Sometimes it takes a well-meaning Yankee to put me in my place. One who will remind me that all things Southern are, by no means, universal. That some things need to be explained.
Like bush hogging.
Now, where I come from -- the rural South -- the term "bush hogging" is plopped down comfortably in the middle of our everyday language and is used as commonly as "eating" "sleeping" or "breathing."
To the rural Southerner who is blessed enough to have more than a couple of acres on which to reside, bush hogging is as necessary as eating, sleeping or breathing.
At a speaking event on the Georgia coast, I had told a bush-hogging story to the delight of most of the audience, which howled with laughter. But there in the midst of those who understood completely was one who did not understand at all. Later, the cute, pixie-like, blonde Manhattanite e-mailed me and asked "What is bush hogging?"
Simply put, it is the South's top weapon to use against the arch-enemy kudzu. Of course, I probably need to explain kudzu, too: It is an insidious green plant that covers over a million acres of Southern soil. Scientists have never found a way to successfully destroy kudzu. It can grow as fast as a foot a day.

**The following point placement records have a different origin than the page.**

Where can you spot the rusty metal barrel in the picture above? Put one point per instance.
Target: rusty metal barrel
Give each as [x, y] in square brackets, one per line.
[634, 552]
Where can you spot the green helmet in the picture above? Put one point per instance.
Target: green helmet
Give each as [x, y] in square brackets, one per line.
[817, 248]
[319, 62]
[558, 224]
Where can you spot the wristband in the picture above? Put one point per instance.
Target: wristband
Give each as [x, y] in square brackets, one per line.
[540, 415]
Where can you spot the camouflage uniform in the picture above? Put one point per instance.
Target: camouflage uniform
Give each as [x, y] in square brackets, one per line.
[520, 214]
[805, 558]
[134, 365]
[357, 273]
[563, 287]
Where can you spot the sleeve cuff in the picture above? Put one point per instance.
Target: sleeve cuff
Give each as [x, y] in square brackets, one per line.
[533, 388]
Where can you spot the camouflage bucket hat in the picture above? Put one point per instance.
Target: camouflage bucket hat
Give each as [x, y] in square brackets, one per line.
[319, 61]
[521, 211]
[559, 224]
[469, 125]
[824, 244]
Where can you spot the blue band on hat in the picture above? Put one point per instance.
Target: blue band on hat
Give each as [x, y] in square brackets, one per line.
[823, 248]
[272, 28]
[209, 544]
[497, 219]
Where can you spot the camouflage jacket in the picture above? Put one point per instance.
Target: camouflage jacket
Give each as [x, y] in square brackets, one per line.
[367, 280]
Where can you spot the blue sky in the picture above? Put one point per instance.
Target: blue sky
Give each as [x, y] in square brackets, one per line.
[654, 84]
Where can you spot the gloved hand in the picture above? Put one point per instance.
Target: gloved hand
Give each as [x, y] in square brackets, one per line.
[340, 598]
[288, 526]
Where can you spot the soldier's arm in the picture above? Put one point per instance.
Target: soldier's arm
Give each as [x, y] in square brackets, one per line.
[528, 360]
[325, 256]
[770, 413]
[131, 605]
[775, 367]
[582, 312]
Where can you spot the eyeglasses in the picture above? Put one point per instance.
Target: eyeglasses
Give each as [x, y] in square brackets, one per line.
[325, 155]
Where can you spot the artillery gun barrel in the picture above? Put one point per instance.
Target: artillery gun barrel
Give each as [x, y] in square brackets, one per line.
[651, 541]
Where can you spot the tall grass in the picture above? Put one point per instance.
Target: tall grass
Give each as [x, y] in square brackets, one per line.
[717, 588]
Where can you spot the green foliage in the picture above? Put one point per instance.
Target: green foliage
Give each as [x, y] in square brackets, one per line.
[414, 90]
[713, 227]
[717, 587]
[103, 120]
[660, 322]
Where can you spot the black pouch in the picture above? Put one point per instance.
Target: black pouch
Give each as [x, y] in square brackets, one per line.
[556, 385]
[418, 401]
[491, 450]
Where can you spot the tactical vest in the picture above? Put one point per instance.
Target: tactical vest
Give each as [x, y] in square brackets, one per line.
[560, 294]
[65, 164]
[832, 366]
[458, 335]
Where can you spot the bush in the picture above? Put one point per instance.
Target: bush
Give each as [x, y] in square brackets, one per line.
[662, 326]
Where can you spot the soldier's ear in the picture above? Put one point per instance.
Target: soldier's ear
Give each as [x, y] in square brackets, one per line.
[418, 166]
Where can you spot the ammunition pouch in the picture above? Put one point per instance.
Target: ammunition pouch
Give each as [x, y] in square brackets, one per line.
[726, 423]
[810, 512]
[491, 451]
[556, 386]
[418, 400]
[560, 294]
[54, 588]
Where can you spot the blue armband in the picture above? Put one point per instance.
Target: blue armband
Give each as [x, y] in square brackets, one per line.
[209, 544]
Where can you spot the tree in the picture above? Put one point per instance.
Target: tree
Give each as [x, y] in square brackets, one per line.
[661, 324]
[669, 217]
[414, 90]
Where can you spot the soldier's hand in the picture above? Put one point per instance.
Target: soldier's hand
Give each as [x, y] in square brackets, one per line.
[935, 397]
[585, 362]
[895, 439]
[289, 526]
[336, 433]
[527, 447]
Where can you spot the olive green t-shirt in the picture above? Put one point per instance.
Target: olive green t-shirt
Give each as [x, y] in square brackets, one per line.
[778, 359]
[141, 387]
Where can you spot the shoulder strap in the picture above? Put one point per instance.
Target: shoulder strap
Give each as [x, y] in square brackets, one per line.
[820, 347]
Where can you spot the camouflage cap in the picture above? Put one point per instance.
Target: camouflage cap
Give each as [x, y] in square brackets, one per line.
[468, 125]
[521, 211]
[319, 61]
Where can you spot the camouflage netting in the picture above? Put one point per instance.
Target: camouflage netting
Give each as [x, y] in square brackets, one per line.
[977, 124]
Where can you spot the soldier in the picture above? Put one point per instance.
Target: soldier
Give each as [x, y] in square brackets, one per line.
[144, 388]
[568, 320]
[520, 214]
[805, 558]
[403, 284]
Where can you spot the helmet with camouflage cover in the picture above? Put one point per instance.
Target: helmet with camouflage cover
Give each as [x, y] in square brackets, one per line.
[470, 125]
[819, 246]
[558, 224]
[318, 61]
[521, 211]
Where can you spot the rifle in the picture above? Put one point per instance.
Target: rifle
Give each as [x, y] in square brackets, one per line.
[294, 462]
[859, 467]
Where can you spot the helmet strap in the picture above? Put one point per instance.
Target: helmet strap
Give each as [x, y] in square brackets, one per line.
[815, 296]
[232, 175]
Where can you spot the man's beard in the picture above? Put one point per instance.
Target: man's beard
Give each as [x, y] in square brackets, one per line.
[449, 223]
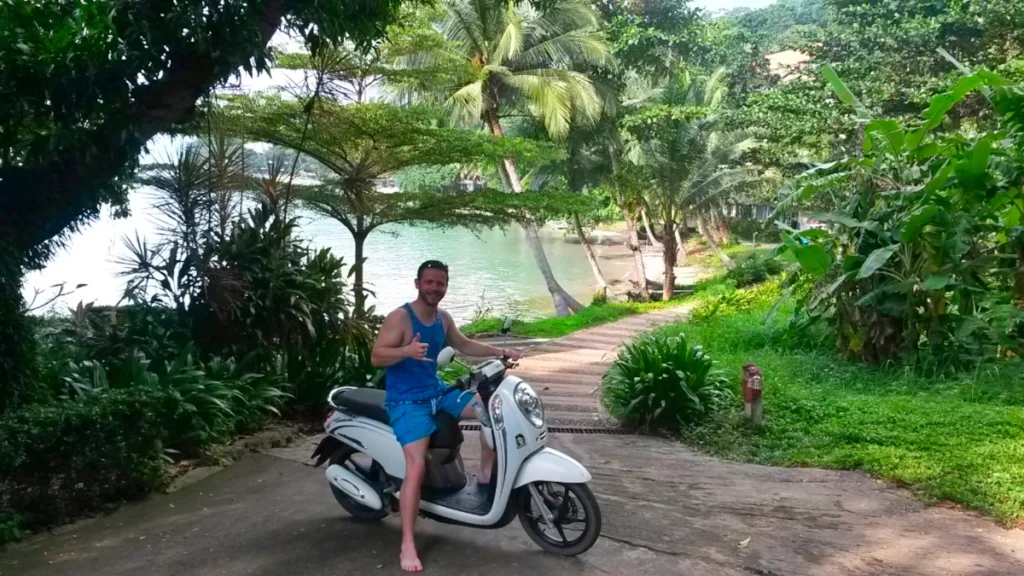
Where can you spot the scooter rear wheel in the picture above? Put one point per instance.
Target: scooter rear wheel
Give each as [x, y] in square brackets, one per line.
[343, 457]
[577, 518]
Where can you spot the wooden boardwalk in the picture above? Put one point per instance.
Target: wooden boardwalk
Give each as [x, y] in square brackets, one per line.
[566, 372]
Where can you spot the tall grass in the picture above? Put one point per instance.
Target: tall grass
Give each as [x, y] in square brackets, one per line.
[955, 438]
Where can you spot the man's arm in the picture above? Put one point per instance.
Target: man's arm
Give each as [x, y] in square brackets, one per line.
[461, 342]
[388, 348]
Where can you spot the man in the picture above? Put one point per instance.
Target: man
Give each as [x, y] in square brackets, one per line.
[408, 345]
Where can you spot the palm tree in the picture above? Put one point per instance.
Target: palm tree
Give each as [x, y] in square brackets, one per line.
[690, 163]
[514, 57]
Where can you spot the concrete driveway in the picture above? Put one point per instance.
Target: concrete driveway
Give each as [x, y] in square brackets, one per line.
[666, 509]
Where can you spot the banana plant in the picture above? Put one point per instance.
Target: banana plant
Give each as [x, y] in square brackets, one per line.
[922, 237]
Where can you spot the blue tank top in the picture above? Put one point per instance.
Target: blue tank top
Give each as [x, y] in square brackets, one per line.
[411, 379]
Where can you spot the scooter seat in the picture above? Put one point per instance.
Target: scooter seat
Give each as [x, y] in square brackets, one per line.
[364, 402]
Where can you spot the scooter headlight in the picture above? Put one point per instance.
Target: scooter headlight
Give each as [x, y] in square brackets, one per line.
[497, 414]
[529, 404]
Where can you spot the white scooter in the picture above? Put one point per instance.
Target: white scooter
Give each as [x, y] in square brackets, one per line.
[545, 488]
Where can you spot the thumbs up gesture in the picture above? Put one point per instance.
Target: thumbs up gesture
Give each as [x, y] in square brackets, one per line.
[417, 350]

That's why we need bush hogging.
In elementary terms, a bush hog is a giant, fierce lawn mower. A rotary cutter that can chew up kudzu, devour thistle, annihilate blackberry bushes and make other small bushes a distant memory. It is named after the Selma, Ala., company that was first to market with what became a farmer's best friend: a rotary cutter "that ate bushes like a hog." It is not to be used by a man or woman who is faint of heart. It is not a wimpy pursuit of foolishness.
In the South, some determine their worth as men by the size of their tractors and the bush hogs they possess. Some even take up bush hogging as a hobby, like citified men take up golfing.
Jeff Foxworthy, for one, is an avid bush hogger. He gave up golfing years ago, but he cannot resist the allure of a good day spent on a bush hog.
"Man, I love it," he says often. "I just go to the farm, get on the tractor and bush hog all day. I do some of my best writing and thinking while I'm bush hogging."
Gregg, his wife, is sometimes puzzled. "Why don't you feel that same way about mowing the lawn?"
"Because bush hogging is a man's game."
In Hollywood -- where I am sure they, too, never heard of bush hogging -- Fox television executives tell the story of calling Foxworthy on his cell phone with the intent of convincing him that he should host a new television show that tested the knowledge of fifth-graders against adults.
Foxworthy was too busy to talk show business. "I'm bush hogging," he told the British producer. "I'll have to call you back later."
See, I told you that bush hogging is important in the South.
Of course, to be completely honest, the kind of tractor and bush hog that full-time farmers use is a long way advanced from what my daddy used. These days, serious bush hoggers work in enclosed cabs with CD players, air conditioning, satellite radios, GPSes and fancy seats at the cost of $100,000 or more.
Oh, but I remember well the days when Daddy, arms always dark brown from a farmer's tan, would finish a sweaty, hard day's bush hogging covered with deep, bloody scratches from massacred thorn bushes, purple stains from Polk berries and the worst: yellow jacket stings from the angry, displaced insects.
Those pioneer farmers like my daddy blazed the thorny trails for today's generation of bush hoggers.
Back in those days, it really was a man's game.